Completed Thesis, Sarah Favre, Idiap Research Institute
ABSTRACT
The computing community has shown a significant interest for the analysis of social interactions in the last decade. Different aspects of social interactions have been studied such as dominance, emotions, conflicts, etc. However, the recognition of roles has been neglected whereas these are a key aspect of social interactions. In fact, sociologists have shown not only that people play roles each time they interact, but also that roles shape behavior and expectations of interacting participants. The aim of this thesis is to fill this gap by investigating the problem of automatic role recognition in a wide range of interaction settings, including production environments, e.g. news and talk-shows, and spontaneous exchanges, e.g. meetings.
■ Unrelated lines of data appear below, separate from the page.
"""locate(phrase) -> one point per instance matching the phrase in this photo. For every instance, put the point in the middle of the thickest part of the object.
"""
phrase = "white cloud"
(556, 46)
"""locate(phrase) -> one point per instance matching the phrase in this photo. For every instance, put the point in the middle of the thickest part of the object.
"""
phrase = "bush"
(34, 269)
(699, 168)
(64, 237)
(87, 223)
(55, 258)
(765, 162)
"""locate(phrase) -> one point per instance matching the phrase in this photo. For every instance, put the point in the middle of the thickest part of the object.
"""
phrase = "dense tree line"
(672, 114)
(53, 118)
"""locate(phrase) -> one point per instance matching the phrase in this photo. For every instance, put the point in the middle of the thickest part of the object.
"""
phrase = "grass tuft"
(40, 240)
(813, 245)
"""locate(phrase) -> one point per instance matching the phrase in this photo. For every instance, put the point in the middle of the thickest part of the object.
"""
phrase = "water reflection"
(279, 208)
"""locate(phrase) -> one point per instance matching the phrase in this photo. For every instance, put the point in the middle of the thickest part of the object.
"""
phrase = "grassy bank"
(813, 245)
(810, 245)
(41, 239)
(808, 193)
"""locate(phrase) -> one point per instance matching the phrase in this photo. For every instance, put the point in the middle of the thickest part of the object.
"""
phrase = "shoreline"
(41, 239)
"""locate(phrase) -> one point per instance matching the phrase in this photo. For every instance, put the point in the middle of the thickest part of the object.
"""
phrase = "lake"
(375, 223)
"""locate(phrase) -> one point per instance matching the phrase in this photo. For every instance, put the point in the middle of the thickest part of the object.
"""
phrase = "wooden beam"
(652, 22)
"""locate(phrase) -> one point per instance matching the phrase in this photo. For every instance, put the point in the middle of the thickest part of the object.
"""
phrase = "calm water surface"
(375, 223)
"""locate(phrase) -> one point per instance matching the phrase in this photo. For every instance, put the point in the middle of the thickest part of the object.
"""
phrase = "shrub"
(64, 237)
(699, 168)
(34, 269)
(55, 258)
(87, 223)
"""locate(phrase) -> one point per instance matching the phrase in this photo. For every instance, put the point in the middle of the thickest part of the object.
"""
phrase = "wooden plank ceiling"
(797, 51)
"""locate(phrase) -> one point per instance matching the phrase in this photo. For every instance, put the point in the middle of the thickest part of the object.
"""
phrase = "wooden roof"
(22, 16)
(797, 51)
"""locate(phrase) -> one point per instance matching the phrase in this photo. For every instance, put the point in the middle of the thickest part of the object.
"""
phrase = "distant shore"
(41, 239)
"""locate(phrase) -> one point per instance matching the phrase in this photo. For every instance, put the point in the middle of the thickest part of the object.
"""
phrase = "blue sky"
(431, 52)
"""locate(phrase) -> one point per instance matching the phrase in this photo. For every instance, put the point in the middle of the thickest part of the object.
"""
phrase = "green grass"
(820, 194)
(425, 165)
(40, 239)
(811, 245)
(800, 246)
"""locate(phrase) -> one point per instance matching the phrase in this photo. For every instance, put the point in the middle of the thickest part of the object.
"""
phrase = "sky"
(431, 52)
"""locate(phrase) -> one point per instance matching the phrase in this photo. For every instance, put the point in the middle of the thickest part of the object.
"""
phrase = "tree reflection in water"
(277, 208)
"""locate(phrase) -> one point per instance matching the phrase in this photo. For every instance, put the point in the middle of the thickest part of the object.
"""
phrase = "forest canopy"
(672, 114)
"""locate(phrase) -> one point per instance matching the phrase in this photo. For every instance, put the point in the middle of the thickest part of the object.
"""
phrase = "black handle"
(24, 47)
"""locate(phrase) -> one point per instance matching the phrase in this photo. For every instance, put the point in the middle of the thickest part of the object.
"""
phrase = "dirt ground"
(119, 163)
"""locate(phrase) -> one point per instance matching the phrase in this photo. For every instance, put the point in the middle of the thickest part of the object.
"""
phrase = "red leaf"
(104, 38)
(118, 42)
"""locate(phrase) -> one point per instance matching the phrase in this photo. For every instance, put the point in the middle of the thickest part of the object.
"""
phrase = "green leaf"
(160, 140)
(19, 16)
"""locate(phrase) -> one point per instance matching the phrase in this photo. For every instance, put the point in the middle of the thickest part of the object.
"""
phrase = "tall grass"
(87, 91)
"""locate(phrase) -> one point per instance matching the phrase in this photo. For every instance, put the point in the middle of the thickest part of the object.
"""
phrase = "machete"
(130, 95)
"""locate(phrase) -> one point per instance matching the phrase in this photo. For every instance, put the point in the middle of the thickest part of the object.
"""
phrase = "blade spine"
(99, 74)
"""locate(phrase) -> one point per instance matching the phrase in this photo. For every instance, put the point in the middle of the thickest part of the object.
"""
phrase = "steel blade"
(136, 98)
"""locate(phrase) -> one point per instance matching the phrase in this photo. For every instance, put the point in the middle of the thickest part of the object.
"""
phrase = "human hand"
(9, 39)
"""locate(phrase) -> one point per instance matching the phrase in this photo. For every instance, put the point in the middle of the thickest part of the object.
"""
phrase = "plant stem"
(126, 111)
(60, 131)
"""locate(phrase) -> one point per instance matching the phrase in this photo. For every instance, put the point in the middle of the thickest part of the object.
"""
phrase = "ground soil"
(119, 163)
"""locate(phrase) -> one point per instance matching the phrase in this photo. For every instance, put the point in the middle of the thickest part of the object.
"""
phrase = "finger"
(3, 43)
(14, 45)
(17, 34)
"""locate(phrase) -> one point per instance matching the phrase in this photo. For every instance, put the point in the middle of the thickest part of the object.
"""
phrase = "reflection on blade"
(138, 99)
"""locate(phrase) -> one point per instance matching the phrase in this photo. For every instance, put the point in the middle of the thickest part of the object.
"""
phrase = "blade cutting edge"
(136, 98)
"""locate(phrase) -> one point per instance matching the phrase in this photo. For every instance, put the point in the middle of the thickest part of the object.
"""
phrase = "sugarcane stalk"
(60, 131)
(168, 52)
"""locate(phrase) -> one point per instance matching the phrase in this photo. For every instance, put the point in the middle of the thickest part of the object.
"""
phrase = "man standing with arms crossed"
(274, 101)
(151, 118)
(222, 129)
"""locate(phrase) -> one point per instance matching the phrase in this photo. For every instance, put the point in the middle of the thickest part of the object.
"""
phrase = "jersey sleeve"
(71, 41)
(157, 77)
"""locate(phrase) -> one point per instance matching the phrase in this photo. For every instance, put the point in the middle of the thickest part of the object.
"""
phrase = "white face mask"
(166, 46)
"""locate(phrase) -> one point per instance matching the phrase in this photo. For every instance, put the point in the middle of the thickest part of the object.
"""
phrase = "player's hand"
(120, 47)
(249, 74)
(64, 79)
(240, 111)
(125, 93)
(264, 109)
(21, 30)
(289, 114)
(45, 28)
The proposed role recognition approach includes two main steps. The first step aims at representing the individuals involved in an interaction with feature vectors accounting for their relationships with others. This step includes three main stages, namely segmentation of audio into turns (i.e. time intervals during which only one person talks), conversion of the sequence of turns into a social network, and use of the social network as a tool to extract features for each person. The second step uses machine learning methods to map the feature vectors into roles. The experiments have been carried out over roughly 90 hours of material. This is not only one of the largest databases ever used in literature on role recognition, but also the only one, to the best of our knowledge, including different interaction settings. In the experiments, the accuracy of the percentage of data correctly labeled in terms of roles is roughly 80% in production environments and 70% in spontaneous exchanges (lexical features have been added in the latter case). The importance of roles has been assessed in an application scenario as well. In particular, the thesis shows that roles help to segment talk-shows into stories, i.e. time intervals during which a single topic is discussed, with satisfactory performance.
The main contributions of this thesis are as follows: To the best of our knowledge, this is the first work where social network analysis is applied to automatic analysis of conversation recordings. This thesis provides the first quantitative measure of how much roles constrain conversations, and a large corpus of recordings annotated in terms of roles. The results of this work have been published in one journal paper, and in five conference articles.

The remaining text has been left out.